Havering Council is set to invest almost £60million over five years in buying properties to house homeless families.
The authority plans to provide its housing company Mercury Land Holdings with the money, through equity and loans, to buy 150 homes across the borough.
The average spend per property is around £395,000.
Cabinet members are being asked to approve the plans at a meeting tonight (October 20).
A council report said the move hopes to meet objectives it set in its homelessness and rough sleeping strategy, adopted last year, to reduce the number of households in temporary accommodation and its overall cost.
Under the plans, Mercury Land Holdings will buy homes from the open market and offer the council referral rights for households at risk of homelessness to occupy.
The report said: "This will enable Havering to gradually reduce its private sector lease stock where properties are of poorer quality and value for money is no longer achieved."

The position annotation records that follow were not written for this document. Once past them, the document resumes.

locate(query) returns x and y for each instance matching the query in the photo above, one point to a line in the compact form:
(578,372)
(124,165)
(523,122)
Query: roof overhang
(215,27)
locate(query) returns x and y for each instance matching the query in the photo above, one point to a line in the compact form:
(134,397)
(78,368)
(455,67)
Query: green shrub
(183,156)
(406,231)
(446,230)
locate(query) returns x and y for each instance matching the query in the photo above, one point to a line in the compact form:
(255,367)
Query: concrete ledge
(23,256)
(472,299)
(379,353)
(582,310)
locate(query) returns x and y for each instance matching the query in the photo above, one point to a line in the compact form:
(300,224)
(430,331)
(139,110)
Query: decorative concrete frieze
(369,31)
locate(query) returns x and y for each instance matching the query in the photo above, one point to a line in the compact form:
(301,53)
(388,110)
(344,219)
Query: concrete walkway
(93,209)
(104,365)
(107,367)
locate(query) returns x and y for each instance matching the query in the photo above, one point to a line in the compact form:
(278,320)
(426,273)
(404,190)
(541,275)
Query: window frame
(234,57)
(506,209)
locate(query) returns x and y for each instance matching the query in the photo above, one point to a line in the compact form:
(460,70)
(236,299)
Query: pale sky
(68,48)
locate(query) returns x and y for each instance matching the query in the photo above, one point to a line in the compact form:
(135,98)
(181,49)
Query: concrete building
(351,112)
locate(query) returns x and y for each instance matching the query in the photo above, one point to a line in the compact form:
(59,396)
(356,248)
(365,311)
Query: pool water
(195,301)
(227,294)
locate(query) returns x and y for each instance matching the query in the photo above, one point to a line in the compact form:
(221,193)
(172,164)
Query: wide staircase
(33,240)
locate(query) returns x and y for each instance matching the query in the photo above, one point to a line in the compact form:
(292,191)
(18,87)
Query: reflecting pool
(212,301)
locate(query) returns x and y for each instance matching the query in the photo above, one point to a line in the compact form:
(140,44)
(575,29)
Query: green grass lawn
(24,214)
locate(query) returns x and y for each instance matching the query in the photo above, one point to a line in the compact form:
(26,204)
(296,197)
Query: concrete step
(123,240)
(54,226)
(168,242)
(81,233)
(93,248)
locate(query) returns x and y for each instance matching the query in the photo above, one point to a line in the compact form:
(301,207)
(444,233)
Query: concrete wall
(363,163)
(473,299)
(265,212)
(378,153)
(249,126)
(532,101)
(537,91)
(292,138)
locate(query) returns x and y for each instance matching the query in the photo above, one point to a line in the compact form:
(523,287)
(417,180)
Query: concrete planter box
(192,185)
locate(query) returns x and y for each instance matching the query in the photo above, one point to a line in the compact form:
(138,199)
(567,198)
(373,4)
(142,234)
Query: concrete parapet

Mercury Land Holdings will offer 12-month tenancies and the council will offer support to the tenant for the first two years under the plans.
The authority's Find Your Own scheme gives people the chance to find a home in the private rented sector of their choice and the council offers financial support.
It yields more than 400 properties a year but the council admitted "it does not control the market in terms of rent or quality".
Rises in house prices have also reduced the number of affordable properties available to people receiving benefits, the authority added.
"There remains a sizable gap between average market rent levels for different bedroom sizes in the private sector and the level of rent that housing benefit will cover.
"We know that the inability to afford, or sustain, an assured short hold tenancy in the private rented sector is a key cause of homelessness."
The council saw a rise of more than 500 homelessness applications in 2020/21 (April to March) than 2019/20, an increase of about a quarter.
Private landlords are also "increasingly" ending leases with the council to get higher rents privately, the authority said.
According to the report, the Mercury Land Holdings properties will substitute the "poorer quality" private sector accommodation.
The plans would see 25 homes bought and delivered in the first year.
The report said the proposal is to sell the 150 properties on the open market after five years, though the council will retain the option to buy them.